Pigsley was elected as a Siletz Tribal Council Representative in September of 1975. In 1954 the U.S. Congress passed the termination statute selling off all Siletz tribal lands, abrogating all treaties, cutting off all federal benefits, meaning the Siletz were no longer recognized as a sovereign Indian nation. In the early 1970s the tribe reorganized and launched their effort to restore federal recognition. The Native American Rights Fund stepped forward and provided legal services. The Tribal Council and a core group of tribal members worked tirelessly to publicly make their case. Delores was a leading figure in this extremely contentious battle, and when the restoration was achieved through federal statutes of 1977 and 1980, the Siletz became only the second tribe nationwide to achieve repatriation.

Pigsley has been tribal chair since 1986. As chair, Pigsley has worked with city, country, state, and federal officials to represent the tribe’s position on many issues. She has negotiated agreements, testified before congressional hearings, and continuously advocated for adequate funding for Indian programs. Her efforts to build tribal sovereignty have resulted in improved law enforcement, housing, education, cultural resources, health care, and environmental and natural resources management. Environmental protection has been a priority under her leadership, and the tribe has been recognized for their timber management practices.

In the face of local and state opposition, she led her tribe in the establishment of the Chinook Winds Casino and Convention Center in the mid-1990s. Today, the casino not only provides tribal and local community members with jobs, but revenue from the casino provides funds for governmental programs, as well as for contributions to nonprofit organizations statewide.


Honorary Doctor of Public Service

Gerry Frank

Gerry Frank

Gerry Frank is a fourth-generation Oregonian with deep roots in Oregon’s civic, political and mercantile history. He was educated in Portland public schools, Stanford University, and has a B.A. and M.A. with honors from Cambridge University in England.

As Chief of Staff to former US Senator Mark O. Hatfield for 20 years and as a board member and trustee to dozens of Oregon community institutions, Gerry has lived global politics firsthand and contributed his energy and expertise to Oregon’s progress and evolution. He has often been referred to as “Oregon’s third Senator.”
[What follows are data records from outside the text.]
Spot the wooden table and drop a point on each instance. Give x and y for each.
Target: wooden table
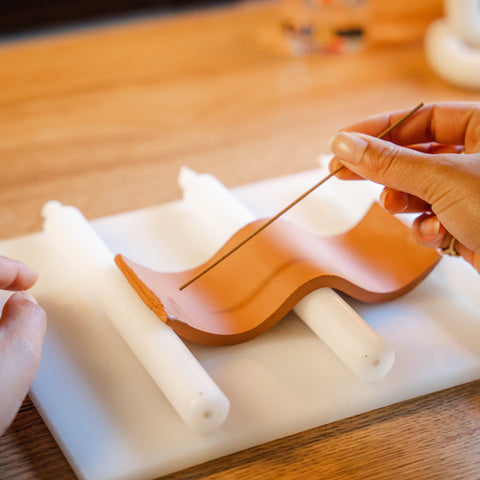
(103, 119)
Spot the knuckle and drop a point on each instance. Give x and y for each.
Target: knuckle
(381, 160)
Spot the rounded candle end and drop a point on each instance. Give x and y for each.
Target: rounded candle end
(208, 412)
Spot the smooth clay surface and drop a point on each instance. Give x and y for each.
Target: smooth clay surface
(252, 289)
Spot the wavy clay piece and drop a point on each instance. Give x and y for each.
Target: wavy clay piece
(254, 288)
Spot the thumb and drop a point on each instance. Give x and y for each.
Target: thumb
(391, 165)
(22, 328)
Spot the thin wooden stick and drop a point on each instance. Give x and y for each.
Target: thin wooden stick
(288, 207)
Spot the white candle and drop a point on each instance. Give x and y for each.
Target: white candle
(352, 340)
(184, 382)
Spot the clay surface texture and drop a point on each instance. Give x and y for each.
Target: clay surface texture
(251, 290)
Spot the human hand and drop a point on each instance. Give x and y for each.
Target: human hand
(22, 328)
(429, 165)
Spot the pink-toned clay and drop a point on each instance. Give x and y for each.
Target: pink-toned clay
(255, 287)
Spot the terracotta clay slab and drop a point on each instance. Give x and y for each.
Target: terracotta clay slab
(254, 288)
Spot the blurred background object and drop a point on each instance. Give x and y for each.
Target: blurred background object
(453, 44)
(343, 26)
(21, 16)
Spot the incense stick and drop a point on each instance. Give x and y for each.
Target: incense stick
(292, 204)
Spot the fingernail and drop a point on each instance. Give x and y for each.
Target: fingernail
(348, 146)
(383, 195)
(430, 226)
(29, 297)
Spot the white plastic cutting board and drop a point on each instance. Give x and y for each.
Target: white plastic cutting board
(111, 420)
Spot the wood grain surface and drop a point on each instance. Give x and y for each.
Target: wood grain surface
(102, 118)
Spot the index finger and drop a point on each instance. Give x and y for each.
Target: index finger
(15, 275)
(447, 123)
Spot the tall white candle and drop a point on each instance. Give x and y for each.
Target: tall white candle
(184, 382)
(352, 340)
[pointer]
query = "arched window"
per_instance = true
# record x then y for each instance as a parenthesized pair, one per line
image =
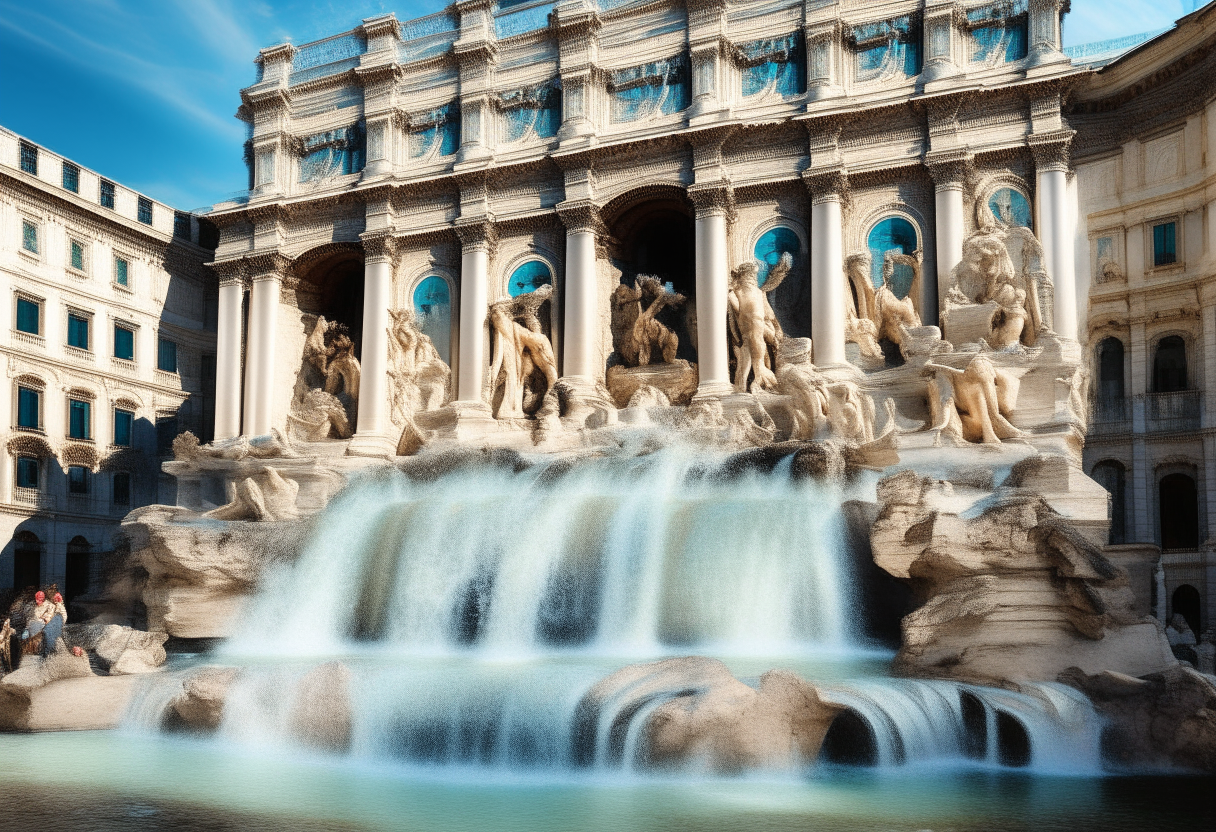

Gerry is a life-member of the Willamette University Board of Trustees and has served on a number of other boards as well, including the American Automobile Association (AAA) of Oregon and Idaho; St. Vincent Medical Foundation; Portland Rose Festival Association; past chair of the Oregon Independent Colleges Foundation; and served as chair of the Oregon Tourism Commission. He is a former board member of US Bancorp and Standard Insurance Company, as well as the executive committee of the US Committee for UNICEF. The list of his community involvements and recognitions is lengthy, including chairing the Kroc Center task force for the Salem area.

Frank is well known for his Friday Surprise/Frankly Speaking column in The Oregonian and as a former commentator for KPTV-12’s Good Day, Oregon, Northwest Reports and AM Northwest for KATU. His best-selling guidebook to New York City, Where to Find It, Buy It, Eat It in New York, is now in its 20th edition.

Gerry has remained active in the business and civic community since moving to Salem in 1955. He was named Salem’s Jr. First Citizen in 1957 and its First Citizen in 1964. He has received numerous awards, including the Glenn L. Jackson Leadership Award from Willamette University in 1984, the Aubrey Watzek Award in 1986, the Gold Medallion Award for 50 years of Individual Community Service in 1999, and in 2000 he was named the first-ever ‘Oregon Premier Citizen’ by gubernatorial proclamation.

He continues to travel and discover new Oregon gems. His adventures and opportunities can be found in his popular guidebook, Gerry Frank’s Oregon.